Maria Ressa, the Nobel laureate and Filipina journalist known for her work to protect media freedom, will be the featured speaker at Columbia SIPA’s graduation ceremony on May 14, 2023. Ressa is the cofounder of Rappler, a Filipino news website that exposed corruption, human rights violations, and abuses in former President Rodrigo Duterte’s war on drugs.

In 2021 Ressa and corecipient Dmitry Muratov of Russia became the first journalists to receive the Nobel Peace Prize since 1935. In its citation the Nobel committee recognized “their efforts to safeguard freedom of expression, which is a precondition for democracy and lasting peace.”

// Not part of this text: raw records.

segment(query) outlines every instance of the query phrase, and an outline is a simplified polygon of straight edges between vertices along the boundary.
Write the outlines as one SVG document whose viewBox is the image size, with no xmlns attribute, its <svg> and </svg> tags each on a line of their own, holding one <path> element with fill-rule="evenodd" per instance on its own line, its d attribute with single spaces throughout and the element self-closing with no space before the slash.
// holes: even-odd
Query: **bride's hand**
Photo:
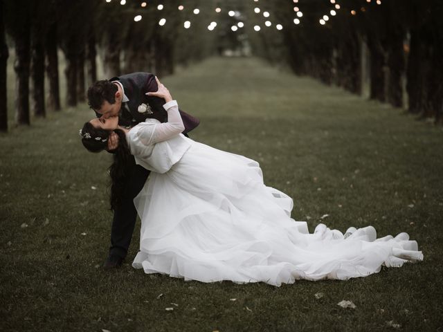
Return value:
<svg viewBox="0 0 443 332">
<path fill-rule="evenodd" d="M 157 81 L 157 86 L 158 86 L 157 91 L 148 92 L 145 94 L 147 95 L 154 95 L 155 97 L 163 98 L 166 102 L 170 102 L 171 100 L 172 100 L 172 97 L 171 96 L 171 94 L 169 93 L 169 90 L 168 90 L 168 88 L 166 88 L 166 86 L 165 86 L 163 84 L 162 84 L 160 82 L 160 81 L 159 80 L 156 76 L 155 77 L 155 80 Z"/>
</svg>

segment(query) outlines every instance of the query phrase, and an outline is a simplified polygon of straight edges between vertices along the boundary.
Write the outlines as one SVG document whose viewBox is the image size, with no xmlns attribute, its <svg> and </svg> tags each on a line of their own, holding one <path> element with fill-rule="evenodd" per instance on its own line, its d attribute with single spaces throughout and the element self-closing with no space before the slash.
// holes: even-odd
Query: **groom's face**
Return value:
<svg viewBox="0 0 443 332">
<path fill-rule="evenodd" d="M 109 119 L 113 116 L 118 116 L 120 107 L 121 103 L 118 102 L 116 100 L 114 104 L 109 104 L 107 100 L 105 100 L 100 109 L 97 110 L 97 113 L 102 115 L 100 117 L 100 119 Z"/>
<path fill-rule="evenodd" d="M 122 107 L 122 93 L 120 89 L 116 92 L 116 102 L 109 104 L 109 102 L 105 100 L 100 109 L 96 110 L 97 113 L 101 114 L 100 119 L 109 119 L 113 116 L 118 116 L 120 109 Z"/>
</svg>

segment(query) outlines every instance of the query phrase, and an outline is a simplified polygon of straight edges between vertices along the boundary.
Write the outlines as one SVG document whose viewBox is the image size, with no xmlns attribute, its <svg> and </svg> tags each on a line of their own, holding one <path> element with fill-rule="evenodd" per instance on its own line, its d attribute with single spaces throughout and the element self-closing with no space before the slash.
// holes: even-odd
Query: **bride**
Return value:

Ressa in particular, the Nobel committee wrote, “has distinguished herself as a fearless defender of freedom of expression and has exposed the abuse of power, use of violence and increasing authoritarianism of the [Duterte] regime.”

Ressa helped set up and headed CNN’s Manila bureau in the late 1980s and then in 1995 set up the Jakarta bureau. She covered the region for CNN and other outlets for many years. Because of her intrepid reporting, Ressa has been arrested and charged with various infractions — unfairly so, in the eyes of most observers — and the threat of prison still looms.

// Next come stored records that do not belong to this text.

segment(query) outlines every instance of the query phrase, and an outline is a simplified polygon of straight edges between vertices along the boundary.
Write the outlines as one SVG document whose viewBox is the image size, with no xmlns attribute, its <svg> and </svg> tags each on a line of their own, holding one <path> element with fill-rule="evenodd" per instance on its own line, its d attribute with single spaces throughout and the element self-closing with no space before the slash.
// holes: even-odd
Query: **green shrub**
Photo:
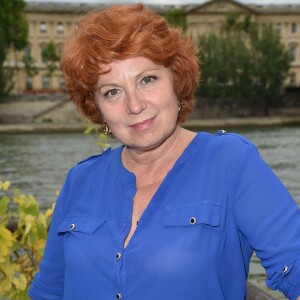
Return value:
<svg viewBox="0 0 300 300">
<path fill-rule="evenodd" d="M 54 205 L 41 213 L 32 195 L 9 188 L 10 182 L 0 181 L 0 296 L 25 300 L 44 252 Z"/>
</svg>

“Maria Ressa is a role model for anyone trying to make a difference,” said Dean Keren Yarhi-Milo. “I am awed by her talent, her fearlessness, and above all her dedication to doing what’s right in the face of fierce and powerful opposition. It will be an honor to welcome her to SIPA and Columbia this spring, and I know our 2023 graduates will value the insight and inspiration she is sure to provide.”

In her November 2022 memoir, How to Stand Up to a Dictator, Ressa highlights the threats to free media and to democracy itself — from not only the state but also indifferent social media companies. “Her urgent message now,” according to the Guardian, “is that news organizations are being replaced by technology companies that have no interest in protecting facts, truth, or trust, whose business model has divided societies and weakened democracies, and for whom the drive for profit is paramount.”

In her Nobel acceptance speech of December 2021, Ressa emphasized the sacrifices of journalists around the world to “bring you the truth and hold power to account.”

Ressa was born in the Philippines and moved at age 10 to New Jersey. After graduating from Princeton University, she received a Fulbright fellowship to study at the University of the Philippines Dillman.

Over the years Ressa has received numerous honors for her work and activism. In May 2019, Columbia Journalism School awarded Ressa its highest honor, the Columbia Journalism Award, in recognition of “the depth and quality of her work [and] her courage and persistence in the field.”

The SIPA graduation ceremony, also known as Class Day, will take place in its customary location on the South Lawn of Columbia’s Morningside campus.